Original Research

A comparative study of eschatology in Christianity and African traditional religion

Emeka C. Ekeke, Ekpenyong O. Ekpenyong
Verbum et Ecclesia | Vol 45, No 1 | a2958 | DOI: https://doi.org/10.4102/ve.v45i1.2958 | © 2024 Emeka C. Ekeke, Ekpenyong O. Ekpenyong | This work is licensed under CC Attribution 4.0
Submitted: 01 August 2023 | Published: 30 January 2024

About the author(s)

Emeka C. Ekeke, Department of Religious and Cultural Studies, Faculty of Arts, University of Calabar, Calabar, Nigeria; Department of Religion Studies, Faculty of Theology and Religion, University of Pretoria, Pretoria, South Africa; and Department of the Study of Religions, University of Religions and Denominations, Qom, Iran, Islamic Republic of
Ekpenyong O. Ekpenyong, Department of Religious and Cultural Studies, Faculty of Arts, University of Calabar, Calabar, Nigeria


The concept of eschatology remained a captivating theological subject that theologians dedicated substantial time and resources to comprehend. Contrary to popular belief, some Christians may not prioritise theological discussions about eschatological details. Eschatological discourse – the fate of the universe, including humans and the physical world – may also be prioritised. Death, the second coming of Christ, judgement, rewards, heaven and hell are some of the eschatological themes that fascinate and disturb people because of limited understanding about the afterlife. African tradition religion (ATR) has been criticised for omitting eschatology in its belief system which this study debunks. This study showed that Christianity and ATR have the concept of eschatology and identified the main points of convergence and divergence in their eschatologies to demonstrate that ATR’s eschatology is well-established but different from Christianity’s. This paper adopts theoretical research, often referred to as conceptual research, since it is aimed at advancing knowledge. Christianity and ATR agree that physical death ends life in the body, and death symbolises the afterlife. Earthlings have limited time to fulfil their duties. Both sides agree that the soul and spirit survive death and resurrection. Christianity and ATR share many beliefs and traditions across sects, ethnicities and regions. These factors influence the eschatology of each tradition. Both faiths agree that present decisions impact fate and eternity. They also agree that God opposes immorality, but the virtuous will inhabit a place of joy. Positive and negative conduct are punished differentially.
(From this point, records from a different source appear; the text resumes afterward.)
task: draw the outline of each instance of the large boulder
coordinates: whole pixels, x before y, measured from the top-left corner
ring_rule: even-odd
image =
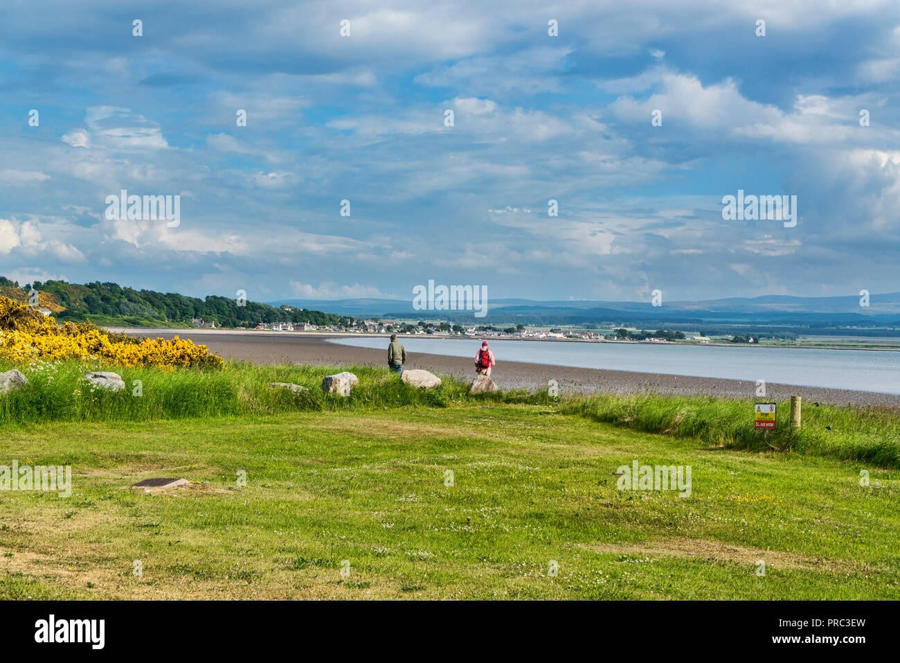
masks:
[[[105,373],[104,371],[86,373],[85,379],[101,389],[119,391],[125,388],[125,381],[118,373]]]
[[[301,391],[309,391],[309,389],[302,385],[294,385],[291,382],[270,382],[269,386],[273,389],[289,389],[295,394]]]
[[[404,370],[400,379],[408,385],[418,386],[423,389],[436,389],[441,386],[441,378],[434,373],[429,373],[421,368],[412,368]]]
[[[337,373],[333,376],[326,376],[322,380],[322,391],[326,394],[337,394],[341,396],[350,395],[350,387],[359,384],[359,378],[353,373]]]
[[[28,384],[28,378],[21,371],[13,368],[5,373],[0,373],[0,394],[5,394],[14,389],[21,389]]]
[[[478,376],[469,385],[470,394],[485,394],[491,391],[497,391],[497,385],[487,376]]]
Intradisciplinary and/interdisciplinary implications: This work discusses end-of-life issues that strongly relate to systematic theology and African traditional religion, emphasising that while their eschatologies differ, they share a belief in life after death. African traditional religion should not be mocked as a religion without eschatology.


Christianity; African traditional religion; eschatology; systematic theology; comparative religion; religious studies.